/LTMN

Code and DataSet for the paper "Divide and Conquer: A Real-Time Semi-Supervised Deep Tone Mapping Network"

Divide and Conquer: A Real-Time Semi-Supervised Deep Tone Mapping Network

Abstract Tone mapping operators (TMOs) can compress the range of high dynamic range (HDR) images so that they can be displayed normally on the low dynamic range (LDR) devices. Recent TMOs based on deep neural networks can produce impressive results, but there are still some shortcomings. On the one hand, their supervised learning procedure requires a high-quality paired dataset which is hard to be accessed. On the other hand, they are too slow and heavy to run at practical applications. This paper proposes a real-time deep semi-supervised learning TMO to solve the above problems. The proposed method learns in a semi-supervised way by combining the adversarial loss, cycle consistency loss, and the pixel-wise loss.
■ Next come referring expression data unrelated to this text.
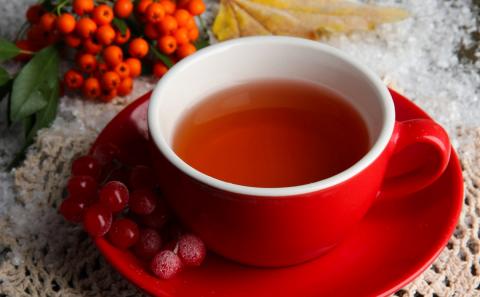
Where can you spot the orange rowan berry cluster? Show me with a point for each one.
(108, 57)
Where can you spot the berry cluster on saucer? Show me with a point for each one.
(125, 205)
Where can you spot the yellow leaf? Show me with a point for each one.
(303, 18)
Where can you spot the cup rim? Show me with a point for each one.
(375, 151)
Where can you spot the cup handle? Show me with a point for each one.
(409, 169)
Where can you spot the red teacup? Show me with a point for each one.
(286, 226)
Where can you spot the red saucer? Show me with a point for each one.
(396, 241)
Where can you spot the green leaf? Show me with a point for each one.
(41, 73)
(8, 50)
(4, 76)
(5, 90)
(41, 119)
(46, 115)
(120, 24)
(164, 58)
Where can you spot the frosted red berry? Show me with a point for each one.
(119, 174)
(124, 233)
(141, 177)
(73, 210)
(148, 244)
(83, 188)
(191, 250)
(142, 201)
(158, 217)
(97, 220)
(106, 153)
(86, 165)
(114, 195)
(166, 264)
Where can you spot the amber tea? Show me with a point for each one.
(272, 133)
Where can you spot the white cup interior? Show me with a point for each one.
(246, 59)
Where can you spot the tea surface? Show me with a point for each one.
(272, 133)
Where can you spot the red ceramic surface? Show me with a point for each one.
(279, 230)
(395, 241)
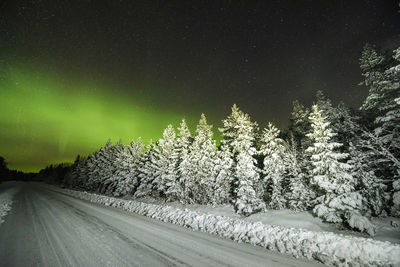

The first two can simulate the image distributions in the real word from the unpaired LDR data and the latter can learn the guidance of paired LDR labels. In this way, the proposed method only requires HDR sources, unpaired high-quality LDR images, and a few well tone-mapped HDR-LDR pairs as training data. Furthermore, the proposed method divides tone mapping into luminance mapping and saturation adjustment and then conquers them in a parallel approach. By this``divide and conquer" strategy, we can reconstruct each component more precisely. Based on semi-supervised learning and divide and conquer strategy, we propose a lightweight tone mapping network that is efficient in tone mapping task (up to 5000x parameters-saving and 27x time-saving compared to the learning-based TMOs). Both quantitative and visual results demonstrate that the proposed method achieves comparable results to state-of-the-art TMOs.

DataSet

Training Data

Testing Data

Code

The code and pre-trained weights are going to be released as soon as possible.